En septembre dernier, en effet, le Réseau Sortir du nucléaire (RSN) a rendu public un document officiel classé « secret-défense » qui estimait que l’EPR ne résisterait pas à une attaque terroriste du type de celle du 11 Septembre. Depuis, le débat a perdu beaucoup de son sens, car six grandes associations (écologistes, antinucléaires ou experts indépendants) se sont retirées du débat après avoir demandé en vain au gouvernement de permettre la réalisation d’une contre-expertise sur cette question essentielle. De plus, le RSN risque des poursuites judiciaires pour avoir rendu public un tel document ! Pour le ministère de l’Industrie, la démonstration de la vulnérabilité des centrales doit rester secrète, sinon les terroristes pourraient s’en inspirer… Comme s’ils avaient besoin d’études de faisabilité !
Le débat public EPR vient de se terminer malgré une faible participation, notamment des opposants au projet. Même la Commission particulière du débat public (CPDP-EPR), qui était chargée de son organisation, a du mal à cacher sa frustration. Elle remettra prochainement à EDF un rapport de synthèse, mais sans que soit garantie la moindre prise en compte des avis exprimés par les divers participants. Faut-il remercier nos gouvernants d’avoir accepté ce « débat » sur le nucléaire (la seule industrie où rien ne change depuis plus de trente ans) ? Et remercier EDF d’avoir dépensé plus d’un million et demi d’euros pour une opération jugée « bidon » par les uns, une « parodie de démocratie » ou « escroquerie » par d’autres ?
Les associations et les individus investis dans ces échanges auront perdu beaucoup de temps et d’énergie pour presque rien. Si la loi impose l’organisation de consultations publiques pour tout projet industriel d’intérêt national, il faudra prévoir d’indemniser les organisations de la société civile ! Bref, malgré la qualité de la démarche de la CPDP, qui s’est affirmée comme un acteur de la démocratie participative, le débat EPR se présente comme un vrai fiasco. Pour remettre la politique énergétique nationale sur des rails démocratiques, il faudrait que le lobby du nucléaire accepte les propositions procédurales que nous avons formulées dans notre contribution écrite (1).
La délibération ne pouvant précéder la consultation (c’est désolant d’avoir à le rappeler !), il est indispensable tout d’abord que la décision de construire l’EPR à Flamanville soit gelée. L’autre point essentiel relève de ce que les controverses ont fait apparaître : la nécessité de la mise en place d’une commission d’expertise pluraliste, en préalable à l’organisation de consultations publiques, seule façon d’évaluer en profondeur les perspectives et les risques liés à la filière EPR, en comparaison avec d’autres formes d’énergie.

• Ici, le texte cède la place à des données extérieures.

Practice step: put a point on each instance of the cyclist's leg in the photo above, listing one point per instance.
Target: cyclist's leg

Bien entendu, les membres de la commission doivent avoir un accès égal aux dossiers (comme la vulnérabilité de l’EPR face à une attaque terroriste). Le droit à l’information concerne tous les citoyens, et l’État doit constituer une commission indépendante pour établir ce qui relève (ou non) du secret-défense. À titre exceptionnel, cette commission doit permettre une levée conditionnelle et contractuelle des secrets (industriel, commercial et défense).
On peut s’attendre à ce que la commission d’expertise pluraliste conduise à révéler des divergences. C’est pourquoi le débat public EPR devrait être suivi par une conférence de citoyens qui exprimerait un ensemble d’opinions et de recommandations impartiales. En France, malgré de multiples demandes, comme celle de la Commission française du développement durable en 2002, aucune conférence de citoyens n’a pu encore s’emparer des questions énergétiques contrairement à d’autres pays (Publiforum suisse sur l’électricité en 1998, conférences de consensus danoise sur l’irradiation des aliments en 1989 et britannique sur les déchets nucléaires en 1999, jury citoyen aux États-Unis sur l’électricité en 1997).
Il est temps d’exiger une telle procédure pour effacer, si possible, l’échec du débat EPR. Mais, pour que l’ensemble du processus ne soit pas vain, il faut surtout s’assurer obtenir un engagement préalable du gouvernement (de façon interministérielle et pas seulement sous l’unique tutelle de l’Industrie) de le suivre et de le nourrir. Sinon, comme dans d’autres domaines (OGM), la consultation des citoyens ne peut être qu’un leurre démocratique.
La Fondation Sciences citoyennes interviendra désormais régulièrement dans nos pages.
(1) La contribution, intitulée « Un débat nucléaire est-il possible en France ? » et présentée en décembre 2005, a été refusée par le président de la CPDP sans explication précise ni possibilité de dialogue. Le texte est consultable sur www.sciencescitoyennes.org. Contrairement à ce qu’elle affirme sur son site, il n’est pas exact que la CPDP-EPR permette à tous de participer au débat.